名にし負ふ忘れな草をつみにけり忘るる君はつみになるらむ


 男もまたうた一首のみの文をよこしにけり。


誓いてし幼きころとことなるは我が手を濡らすあしき血ばかり


 女ただ袖をぬらしにけるなり。






(現代語訳) 

昔、男がいた。身分の低いもののふの子で、やんちゃで暴れん坊の子だった。また女がいた。女も男勝りのやんちゃものであった。女は貴族の娘であり、(二人は)周りの目を盗み、こっそりと遊んでいた。しかし、あるとき二人で遊んでいたことが露呈し、強引に引き離された。それ以来二人は直接会うことはかなわなくなった。

 男は成長するとめきめきと力をつけ、出世した。戦場で数々の首級をあげた。女は(男の家とは)別の家に嫁ぐ事になった。そうなっても男は(女の前に)姿を現すことはなかった。

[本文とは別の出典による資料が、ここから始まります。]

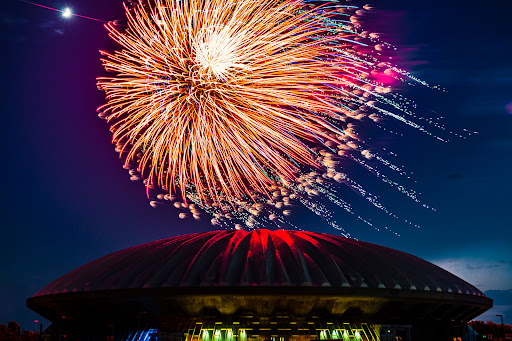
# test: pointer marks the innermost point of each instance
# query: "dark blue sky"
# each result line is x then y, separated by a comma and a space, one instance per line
66, 199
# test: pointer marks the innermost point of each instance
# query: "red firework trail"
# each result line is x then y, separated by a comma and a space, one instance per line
61, 11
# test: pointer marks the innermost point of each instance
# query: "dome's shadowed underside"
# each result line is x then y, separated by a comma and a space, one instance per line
259, 258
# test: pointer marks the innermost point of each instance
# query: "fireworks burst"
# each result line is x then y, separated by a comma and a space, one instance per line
240, 108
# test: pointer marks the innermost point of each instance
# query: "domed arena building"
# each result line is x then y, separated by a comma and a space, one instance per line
259, 286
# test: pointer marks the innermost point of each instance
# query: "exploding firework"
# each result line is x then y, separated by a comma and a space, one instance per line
240, 108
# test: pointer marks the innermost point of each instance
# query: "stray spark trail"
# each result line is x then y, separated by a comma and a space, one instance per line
243, 109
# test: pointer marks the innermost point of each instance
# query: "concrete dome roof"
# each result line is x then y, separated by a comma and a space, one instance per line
260, 258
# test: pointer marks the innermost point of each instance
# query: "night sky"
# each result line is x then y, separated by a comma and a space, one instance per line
66, 199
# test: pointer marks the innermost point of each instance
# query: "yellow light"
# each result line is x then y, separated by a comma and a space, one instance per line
67, 13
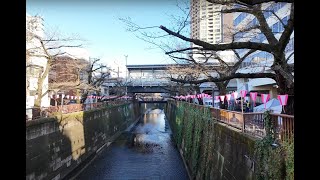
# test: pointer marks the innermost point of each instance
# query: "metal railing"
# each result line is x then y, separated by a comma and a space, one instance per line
254, 123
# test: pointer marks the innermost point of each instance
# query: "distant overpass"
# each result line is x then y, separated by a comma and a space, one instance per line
153, 78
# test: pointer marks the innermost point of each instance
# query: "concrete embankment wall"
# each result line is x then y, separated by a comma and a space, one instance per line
211, 150
56, 146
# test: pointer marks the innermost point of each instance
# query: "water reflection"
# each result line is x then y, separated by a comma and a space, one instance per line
148, 135
145, 152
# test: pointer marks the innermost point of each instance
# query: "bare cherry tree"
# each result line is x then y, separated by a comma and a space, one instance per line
44, 48
282, 68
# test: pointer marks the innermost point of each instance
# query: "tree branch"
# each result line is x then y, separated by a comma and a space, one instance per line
221, 47
233, 76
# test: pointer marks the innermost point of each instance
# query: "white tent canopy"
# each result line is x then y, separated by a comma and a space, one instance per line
273, 104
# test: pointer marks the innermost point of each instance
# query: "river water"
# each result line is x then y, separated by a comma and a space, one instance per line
146, 151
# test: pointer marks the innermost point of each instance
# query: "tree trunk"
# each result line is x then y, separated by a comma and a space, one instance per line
37, 102
222, 91
284, 88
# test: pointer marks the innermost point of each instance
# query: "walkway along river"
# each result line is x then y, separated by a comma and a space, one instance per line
145, 151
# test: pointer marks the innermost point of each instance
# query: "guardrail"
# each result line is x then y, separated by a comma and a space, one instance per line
254, 123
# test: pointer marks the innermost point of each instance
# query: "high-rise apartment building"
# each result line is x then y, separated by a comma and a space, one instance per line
208, 24
261, 61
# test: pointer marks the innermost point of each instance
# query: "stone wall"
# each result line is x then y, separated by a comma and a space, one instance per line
56, 146
211, 149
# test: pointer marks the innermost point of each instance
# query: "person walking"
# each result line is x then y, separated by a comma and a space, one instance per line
247, 106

女は(男に)ただ短歌一首のみをしたためた文を書いて、送った。


名にし負ふ忘れな草をつみにけり忘るる君はつみになるらむ

〈「忘れる」という意味の名前を持っている忘れな草をつみましたが、(私のことを)忘れてしまっている君はつみをうけているのでしょうか〉


 男からもまた一首のみが書かれた文が返ってきた。


誓いてし幼きころとことなるは我が手を濡らすあしき血ばかり

((将来を)誓った幼い頃とは異なっているのは、私の手をぬらしている悪い血だけだ)


 女はただ袖を濡らしたという。



※古語に誤りがある場合があります。ご了承ください。